Oude recept van bezuinigen werkt niet meer

Eind vorige eeuw moest de verzorgingsstaat via loonmatiging en ingrepen in de sociale zekerheid aangepast worden aan de nieuwe economische werkelijkheid. Het antidotum tegen de crisis nu bestaat uit investeringen in mensen. Deel 2 van een serie van Anton Hemerijck over een ‘toerustingsagenda’.

De oorzaak van de huidige crisis ligt aan de scheefgroei in de financiële sector, mede als gevolg van te zwakke regulering en niet, zoals in de vorige eeuw, aan een te ruimhartig opgezette verzorgingsstaat en rigide arbeidsmarktstructuren. Bovendien leidt het redden van banken tot grote beperkingen in kredietverlening zodat de economische vraag verder onder druk kom te staan.

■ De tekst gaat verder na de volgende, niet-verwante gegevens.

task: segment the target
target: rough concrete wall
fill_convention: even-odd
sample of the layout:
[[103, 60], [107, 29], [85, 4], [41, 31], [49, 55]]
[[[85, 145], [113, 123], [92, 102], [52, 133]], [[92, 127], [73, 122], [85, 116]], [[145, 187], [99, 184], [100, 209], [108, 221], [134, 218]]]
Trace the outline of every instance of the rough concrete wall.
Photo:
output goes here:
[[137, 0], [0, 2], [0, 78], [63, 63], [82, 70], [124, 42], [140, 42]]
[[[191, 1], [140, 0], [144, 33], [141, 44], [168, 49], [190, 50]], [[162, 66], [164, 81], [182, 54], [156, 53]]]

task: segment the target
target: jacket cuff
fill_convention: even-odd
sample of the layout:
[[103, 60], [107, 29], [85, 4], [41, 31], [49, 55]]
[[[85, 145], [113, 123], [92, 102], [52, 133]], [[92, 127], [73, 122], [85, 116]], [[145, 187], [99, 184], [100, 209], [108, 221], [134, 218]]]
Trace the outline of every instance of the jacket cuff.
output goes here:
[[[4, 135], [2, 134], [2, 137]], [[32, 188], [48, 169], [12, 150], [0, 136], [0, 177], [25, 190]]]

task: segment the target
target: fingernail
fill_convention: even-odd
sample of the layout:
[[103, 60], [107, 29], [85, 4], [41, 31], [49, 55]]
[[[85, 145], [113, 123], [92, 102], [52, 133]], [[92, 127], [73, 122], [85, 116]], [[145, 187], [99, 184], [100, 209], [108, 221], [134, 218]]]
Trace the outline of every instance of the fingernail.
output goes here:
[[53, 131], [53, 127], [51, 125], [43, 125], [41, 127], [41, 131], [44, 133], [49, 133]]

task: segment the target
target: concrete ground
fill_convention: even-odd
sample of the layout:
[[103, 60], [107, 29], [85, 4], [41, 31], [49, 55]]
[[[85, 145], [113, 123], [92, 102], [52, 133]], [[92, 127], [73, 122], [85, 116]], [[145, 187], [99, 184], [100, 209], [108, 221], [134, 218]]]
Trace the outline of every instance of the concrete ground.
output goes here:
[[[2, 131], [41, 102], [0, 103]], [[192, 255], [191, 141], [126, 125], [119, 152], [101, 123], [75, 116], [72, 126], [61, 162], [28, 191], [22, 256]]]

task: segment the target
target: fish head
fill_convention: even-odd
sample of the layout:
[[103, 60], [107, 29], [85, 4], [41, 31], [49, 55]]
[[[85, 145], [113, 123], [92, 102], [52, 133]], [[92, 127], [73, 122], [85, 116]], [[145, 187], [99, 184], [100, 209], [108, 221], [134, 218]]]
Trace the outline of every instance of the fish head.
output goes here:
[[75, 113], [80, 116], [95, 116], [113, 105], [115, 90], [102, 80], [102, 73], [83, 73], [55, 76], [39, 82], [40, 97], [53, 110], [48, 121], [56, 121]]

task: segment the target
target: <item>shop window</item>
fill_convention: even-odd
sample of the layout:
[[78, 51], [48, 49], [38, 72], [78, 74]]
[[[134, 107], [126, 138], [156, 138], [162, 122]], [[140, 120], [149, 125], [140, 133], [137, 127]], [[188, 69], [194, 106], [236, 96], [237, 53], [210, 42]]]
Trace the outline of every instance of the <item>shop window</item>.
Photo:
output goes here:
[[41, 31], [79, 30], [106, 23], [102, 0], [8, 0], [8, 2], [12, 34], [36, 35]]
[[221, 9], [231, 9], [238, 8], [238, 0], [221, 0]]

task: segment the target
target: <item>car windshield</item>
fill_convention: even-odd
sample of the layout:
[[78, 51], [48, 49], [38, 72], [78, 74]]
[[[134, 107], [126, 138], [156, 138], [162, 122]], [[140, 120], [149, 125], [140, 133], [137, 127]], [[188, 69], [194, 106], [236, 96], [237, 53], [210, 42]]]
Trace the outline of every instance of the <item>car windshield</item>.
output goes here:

De huidige crisis toont in dit opzicht veel meer gelijkenissen met de depressie van de jaren ‘30. Ook toen was er sprake van een financiële sector die ver boven zijn stand had geleefd en op hardhandige wijze te verstaan kreeg dat het terug naar zijn hok moest. Dat ging gepaard met een enorme vraaguitval in de reële economie, met een torenhoge werkloosheid – zonder vangnet – als gevolg. Hetzelfde zien we nu gebeuren in Griekenland, Spanje, Ierland, maar ook in Nederland. Maar gelukkig zijn er nu wel de vangnetten van de verzorgingsstaat, een van de belangrijkste institutionele innovaties van het naoorlogse maakbaarheidsoptimisme.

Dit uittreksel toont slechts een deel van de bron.